Furthermore, he added, the government should be able to monitor the effectiveness of the use of the loans, based on the criteria of measurability, accountability and cost recovery.

"Also important is to identify the exit strategy of the (foreign) loan so that it won't be perpetual, the transparency of each project to be financed, and to quickly recognize possible project failures," Prasetijono said.

He stressed that such a strategy was crucial to ease pressure on the state budget, and in the efforts to set aside higher financing for development purposes.

He explained that several problems remained in effectively using foreign loans, such as the absence of a specific institution that managed loans to boost coordination, the poor planning of the intended projects, and the ineffective use of bonds.

Debt-trapped Indonesia has been mired in billions of dollars of debts and forced to practice tight fiscal policies over the past few years to increase revenue, mostly from taxes, to repay the debts.

The tight policies, analysts say, are some of the factors that deters investors from investing in the country due to the lower revenue margin they could collect.

According to Bappenas data, the government's foreign debts currently stand at US$80.91 billion, which is 32 percent of the gross domestic product (GDP).
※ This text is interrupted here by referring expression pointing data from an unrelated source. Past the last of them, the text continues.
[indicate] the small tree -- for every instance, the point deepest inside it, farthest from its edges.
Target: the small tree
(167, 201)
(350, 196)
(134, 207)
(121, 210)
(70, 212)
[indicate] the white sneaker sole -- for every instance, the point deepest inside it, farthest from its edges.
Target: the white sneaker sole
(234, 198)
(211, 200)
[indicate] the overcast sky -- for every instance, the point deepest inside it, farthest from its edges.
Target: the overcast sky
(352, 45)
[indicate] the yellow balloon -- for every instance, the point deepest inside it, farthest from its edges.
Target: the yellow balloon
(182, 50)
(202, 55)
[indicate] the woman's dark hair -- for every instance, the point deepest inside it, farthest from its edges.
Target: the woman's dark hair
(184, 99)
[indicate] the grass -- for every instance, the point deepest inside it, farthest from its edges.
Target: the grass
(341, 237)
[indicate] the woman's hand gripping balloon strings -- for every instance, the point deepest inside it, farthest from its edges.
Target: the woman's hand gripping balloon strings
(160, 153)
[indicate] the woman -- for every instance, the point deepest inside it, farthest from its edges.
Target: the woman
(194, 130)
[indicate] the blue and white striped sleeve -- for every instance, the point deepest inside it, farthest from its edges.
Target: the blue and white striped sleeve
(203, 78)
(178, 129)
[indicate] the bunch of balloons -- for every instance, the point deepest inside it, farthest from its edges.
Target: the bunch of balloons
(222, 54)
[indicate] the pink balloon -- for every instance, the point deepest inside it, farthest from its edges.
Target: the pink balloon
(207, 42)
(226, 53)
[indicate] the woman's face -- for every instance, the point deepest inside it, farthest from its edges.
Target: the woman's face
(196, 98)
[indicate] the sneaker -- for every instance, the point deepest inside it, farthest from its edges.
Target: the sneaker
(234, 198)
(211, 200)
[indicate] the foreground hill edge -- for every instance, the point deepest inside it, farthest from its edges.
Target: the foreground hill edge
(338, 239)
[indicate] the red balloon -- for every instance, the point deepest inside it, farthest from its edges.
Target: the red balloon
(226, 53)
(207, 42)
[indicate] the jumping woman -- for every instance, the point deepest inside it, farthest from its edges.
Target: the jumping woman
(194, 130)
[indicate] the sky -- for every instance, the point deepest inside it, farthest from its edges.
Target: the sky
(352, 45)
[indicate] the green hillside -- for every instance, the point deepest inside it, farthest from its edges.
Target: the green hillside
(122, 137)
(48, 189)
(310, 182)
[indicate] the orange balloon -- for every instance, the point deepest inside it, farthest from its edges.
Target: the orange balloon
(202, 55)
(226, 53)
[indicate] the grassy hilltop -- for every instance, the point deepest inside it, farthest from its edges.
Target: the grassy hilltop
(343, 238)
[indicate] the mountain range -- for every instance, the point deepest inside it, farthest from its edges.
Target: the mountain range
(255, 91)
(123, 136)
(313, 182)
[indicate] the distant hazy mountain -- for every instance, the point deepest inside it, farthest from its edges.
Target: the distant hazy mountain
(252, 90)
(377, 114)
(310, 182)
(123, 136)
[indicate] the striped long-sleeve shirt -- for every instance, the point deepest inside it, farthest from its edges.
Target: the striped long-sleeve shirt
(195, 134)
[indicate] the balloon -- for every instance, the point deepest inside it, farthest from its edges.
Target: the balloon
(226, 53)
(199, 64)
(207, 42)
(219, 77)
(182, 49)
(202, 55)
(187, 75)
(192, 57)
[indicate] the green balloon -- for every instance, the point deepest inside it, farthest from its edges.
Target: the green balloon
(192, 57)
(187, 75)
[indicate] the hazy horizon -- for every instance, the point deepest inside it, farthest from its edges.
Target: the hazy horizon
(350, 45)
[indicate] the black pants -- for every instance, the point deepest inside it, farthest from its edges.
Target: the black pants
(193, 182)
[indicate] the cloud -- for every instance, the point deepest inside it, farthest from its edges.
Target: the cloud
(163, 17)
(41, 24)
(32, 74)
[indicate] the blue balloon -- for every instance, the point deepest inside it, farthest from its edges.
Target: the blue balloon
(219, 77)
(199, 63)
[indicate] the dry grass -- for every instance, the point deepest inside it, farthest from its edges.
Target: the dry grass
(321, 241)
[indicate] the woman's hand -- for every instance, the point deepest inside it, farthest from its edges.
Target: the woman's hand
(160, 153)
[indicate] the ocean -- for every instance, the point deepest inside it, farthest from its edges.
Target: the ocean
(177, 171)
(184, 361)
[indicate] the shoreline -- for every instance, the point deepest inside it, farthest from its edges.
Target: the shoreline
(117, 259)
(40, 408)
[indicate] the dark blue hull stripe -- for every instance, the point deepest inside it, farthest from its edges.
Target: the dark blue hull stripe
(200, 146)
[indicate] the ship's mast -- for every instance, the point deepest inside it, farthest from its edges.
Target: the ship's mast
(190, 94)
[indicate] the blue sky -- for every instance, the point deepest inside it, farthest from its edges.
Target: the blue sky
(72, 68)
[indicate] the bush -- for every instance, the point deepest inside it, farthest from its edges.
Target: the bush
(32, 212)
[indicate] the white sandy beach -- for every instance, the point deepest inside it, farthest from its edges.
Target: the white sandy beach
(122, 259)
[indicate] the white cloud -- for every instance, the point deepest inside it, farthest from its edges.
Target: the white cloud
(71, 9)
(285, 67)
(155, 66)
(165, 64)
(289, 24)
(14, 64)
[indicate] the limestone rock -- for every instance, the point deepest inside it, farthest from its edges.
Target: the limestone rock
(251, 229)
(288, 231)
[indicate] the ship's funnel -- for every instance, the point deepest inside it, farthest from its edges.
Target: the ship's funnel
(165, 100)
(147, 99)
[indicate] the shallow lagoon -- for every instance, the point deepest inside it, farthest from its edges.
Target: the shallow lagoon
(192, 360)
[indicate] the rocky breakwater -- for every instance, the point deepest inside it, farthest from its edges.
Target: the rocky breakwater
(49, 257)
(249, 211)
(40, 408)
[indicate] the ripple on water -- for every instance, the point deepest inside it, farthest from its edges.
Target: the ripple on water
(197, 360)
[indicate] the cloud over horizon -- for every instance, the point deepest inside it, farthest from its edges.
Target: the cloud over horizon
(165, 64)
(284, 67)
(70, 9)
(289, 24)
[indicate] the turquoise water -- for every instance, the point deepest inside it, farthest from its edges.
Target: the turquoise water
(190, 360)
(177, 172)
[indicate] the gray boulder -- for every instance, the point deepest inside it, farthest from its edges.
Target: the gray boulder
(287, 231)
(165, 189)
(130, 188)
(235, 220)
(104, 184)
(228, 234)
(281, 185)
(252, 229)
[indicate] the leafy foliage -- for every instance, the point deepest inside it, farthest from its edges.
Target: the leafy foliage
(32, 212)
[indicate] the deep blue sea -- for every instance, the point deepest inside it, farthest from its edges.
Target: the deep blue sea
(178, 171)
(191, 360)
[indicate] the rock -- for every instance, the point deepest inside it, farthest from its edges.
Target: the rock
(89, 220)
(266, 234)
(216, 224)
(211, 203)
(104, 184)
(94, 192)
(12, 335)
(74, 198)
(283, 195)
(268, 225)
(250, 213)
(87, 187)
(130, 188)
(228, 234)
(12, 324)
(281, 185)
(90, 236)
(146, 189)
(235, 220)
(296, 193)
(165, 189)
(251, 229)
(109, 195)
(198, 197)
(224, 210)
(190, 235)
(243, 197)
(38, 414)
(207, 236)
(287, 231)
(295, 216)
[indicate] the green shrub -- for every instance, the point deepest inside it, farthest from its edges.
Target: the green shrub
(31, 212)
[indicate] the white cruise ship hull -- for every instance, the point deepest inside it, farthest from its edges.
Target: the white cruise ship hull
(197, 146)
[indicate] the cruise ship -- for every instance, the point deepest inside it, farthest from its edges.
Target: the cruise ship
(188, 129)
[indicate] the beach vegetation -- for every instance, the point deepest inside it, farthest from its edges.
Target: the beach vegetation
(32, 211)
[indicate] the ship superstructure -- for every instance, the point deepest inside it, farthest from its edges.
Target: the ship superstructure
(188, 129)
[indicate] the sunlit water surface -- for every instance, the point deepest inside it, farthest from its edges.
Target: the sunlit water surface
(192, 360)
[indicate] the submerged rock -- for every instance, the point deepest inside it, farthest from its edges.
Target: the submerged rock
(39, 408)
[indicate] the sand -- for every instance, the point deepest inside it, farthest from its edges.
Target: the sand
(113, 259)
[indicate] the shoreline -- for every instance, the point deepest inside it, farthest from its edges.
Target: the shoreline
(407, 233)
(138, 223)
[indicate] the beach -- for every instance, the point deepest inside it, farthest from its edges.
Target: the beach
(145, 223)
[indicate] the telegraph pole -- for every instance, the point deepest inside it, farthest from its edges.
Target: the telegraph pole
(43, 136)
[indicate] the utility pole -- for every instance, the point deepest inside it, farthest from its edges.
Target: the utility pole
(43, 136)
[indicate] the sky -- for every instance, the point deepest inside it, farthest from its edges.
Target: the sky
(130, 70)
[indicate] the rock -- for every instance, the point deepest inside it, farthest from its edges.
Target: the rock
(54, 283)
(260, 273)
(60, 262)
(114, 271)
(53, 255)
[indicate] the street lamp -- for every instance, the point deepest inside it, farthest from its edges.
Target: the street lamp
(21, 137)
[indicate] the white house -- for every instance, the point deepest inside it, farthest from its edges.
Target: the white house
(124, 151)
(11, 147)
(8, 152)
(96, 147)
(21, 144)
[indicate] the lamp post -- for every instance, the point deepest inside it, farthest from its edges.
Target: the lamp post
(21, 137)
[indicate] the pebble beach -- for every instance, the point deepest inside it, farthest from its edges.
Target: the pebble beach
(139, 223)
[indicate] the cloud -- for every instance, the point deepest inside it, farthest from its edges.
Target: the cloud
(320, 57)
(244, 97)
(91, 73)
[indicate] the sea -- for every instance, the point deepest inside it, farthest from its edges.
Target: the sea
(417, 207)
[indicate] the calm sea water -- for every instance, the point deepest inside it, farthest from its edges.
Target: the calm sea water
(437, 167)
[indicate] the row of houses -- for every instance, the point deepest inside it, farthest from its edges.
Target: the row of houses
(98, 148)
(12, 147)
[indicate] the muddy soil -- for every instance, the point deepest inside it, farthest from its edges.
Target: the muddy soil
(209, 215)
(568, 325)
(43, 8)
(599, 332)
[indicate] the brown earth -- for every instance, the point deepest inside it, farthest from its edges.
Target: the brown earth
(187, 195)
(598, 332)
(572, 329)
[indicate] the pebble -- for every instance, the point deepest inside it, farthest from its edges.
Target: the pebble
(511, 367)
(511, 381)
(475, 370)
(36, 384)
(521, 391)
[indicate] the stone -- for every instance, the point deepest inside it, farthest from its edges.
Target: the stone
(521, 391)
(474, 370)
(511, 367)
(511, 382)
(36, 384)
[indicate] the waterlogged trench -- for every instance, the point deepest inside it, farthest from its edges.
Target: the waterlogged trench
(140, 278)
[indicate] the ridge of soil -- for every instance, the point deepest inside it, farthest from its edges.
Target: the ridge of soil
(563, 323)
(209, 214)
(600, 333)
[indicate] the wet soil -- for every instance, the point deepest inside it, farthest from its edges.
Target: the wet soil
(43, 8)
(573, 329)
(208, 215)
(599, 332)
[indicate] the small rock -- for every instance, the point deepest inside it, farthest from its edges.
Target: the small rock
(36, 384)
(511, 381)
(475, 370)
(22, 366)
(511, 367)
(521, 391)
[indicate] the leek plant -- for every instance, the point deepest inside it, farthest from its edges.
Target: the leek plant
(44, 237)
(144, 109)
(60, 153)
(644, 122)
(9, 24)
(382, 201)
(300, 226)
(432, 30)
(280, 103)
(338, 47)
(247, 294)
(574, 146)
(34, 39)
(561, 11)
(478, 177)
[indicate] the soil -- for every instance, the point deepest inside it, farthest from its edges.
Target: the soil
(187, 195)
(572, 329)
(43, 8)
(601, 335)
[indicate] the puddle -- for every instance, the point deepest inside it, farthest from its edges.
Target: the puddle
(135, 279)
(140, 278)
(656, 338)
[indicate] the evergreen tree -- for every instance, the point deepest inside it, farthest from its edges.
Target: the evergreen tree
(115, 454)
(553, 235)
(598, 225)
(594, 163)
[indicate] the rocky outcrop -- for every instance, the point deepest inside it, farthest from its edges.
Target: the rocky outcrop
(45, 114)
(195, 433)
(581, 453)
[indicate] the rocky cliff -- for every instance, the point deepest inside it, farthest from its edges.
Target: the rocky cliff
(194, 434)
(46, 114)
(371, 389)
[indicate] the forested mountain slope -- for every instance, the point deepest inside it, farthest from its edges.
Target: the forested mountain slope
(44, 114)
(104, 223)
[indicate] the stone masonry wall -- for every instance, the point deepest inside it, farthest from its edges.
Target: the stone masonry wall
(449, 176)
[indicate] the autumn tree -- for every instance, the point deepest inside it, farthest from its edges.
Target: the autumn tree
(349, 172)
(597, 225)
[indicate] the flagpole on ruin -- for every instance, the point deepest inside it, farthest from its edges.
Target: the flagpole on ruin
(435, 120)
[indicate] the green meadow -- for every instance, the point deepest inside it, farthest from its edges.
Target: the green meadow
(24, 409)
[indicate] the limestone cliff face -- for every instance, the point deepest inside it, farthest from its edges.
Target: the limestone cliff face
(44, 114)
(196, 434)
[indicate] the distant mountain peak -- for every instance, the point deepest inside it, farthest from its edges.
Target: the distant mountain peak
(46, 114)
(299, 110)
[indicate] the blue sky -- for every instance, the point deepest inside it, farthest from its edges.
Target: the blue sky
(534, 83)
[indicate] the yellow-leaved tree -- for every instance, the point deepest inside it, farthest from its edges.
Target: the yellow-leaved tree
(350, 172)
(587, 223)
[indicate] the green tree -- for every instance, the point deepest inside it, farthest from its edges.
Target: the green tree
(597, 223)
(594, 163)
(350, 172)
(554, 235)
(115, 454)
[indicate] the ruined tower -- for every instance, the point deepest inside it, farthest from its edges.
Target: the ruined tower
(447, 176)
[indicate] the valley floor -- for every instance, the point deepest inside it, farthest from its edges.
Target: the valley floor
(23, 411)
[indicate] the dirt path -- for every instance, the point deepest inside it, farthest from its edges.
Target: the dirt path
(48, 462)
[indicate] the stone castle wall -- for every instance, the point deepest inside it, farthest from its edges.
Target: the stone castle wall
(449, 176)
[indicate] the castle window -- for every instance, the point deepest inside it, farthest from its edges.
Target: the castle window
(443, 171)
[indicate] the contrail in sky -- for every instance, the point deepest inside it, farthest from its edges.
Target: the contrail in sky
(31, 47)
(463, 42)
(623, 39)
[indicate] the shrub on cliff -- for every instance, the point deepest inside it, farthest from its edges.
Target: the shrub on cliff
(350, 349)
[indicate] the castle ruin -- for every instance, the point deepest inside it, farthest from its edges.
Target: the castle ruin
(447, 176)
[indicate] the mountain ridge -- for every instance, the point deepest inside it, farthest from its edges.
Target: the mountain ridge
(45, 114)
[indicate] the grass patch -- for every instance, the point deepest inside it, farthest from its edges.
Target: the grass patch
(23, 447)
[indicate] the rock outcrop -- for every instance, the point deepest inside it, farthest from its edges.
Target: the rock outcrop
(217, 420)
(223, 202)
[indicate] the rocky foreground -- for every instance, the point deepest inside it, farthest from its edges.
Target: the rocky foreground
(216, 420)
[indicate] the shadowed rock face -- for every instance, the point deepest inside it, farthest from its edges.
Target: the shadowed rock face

The figure is higher than in 2002 ($74.49 billion, or 35 percent of GDP), and in 2001 ($69.40 billion or 42.8 percent of GDP).

The debt ratio to GDP started to show a declining trend in 2000, but was largely attributed to higher economic growth rather than declining debts.

Most of the debts, according to the data, are allocated for the development of infrastructure, especially in the transportation and energy sectors.

Based on the composition, 35.65 percent of the government's debts for the last 10 years are from bilateral loans, followed with 27.77 percent from multilateral institutions, except the International Monetary Fund, while the rest are mainly from export credits.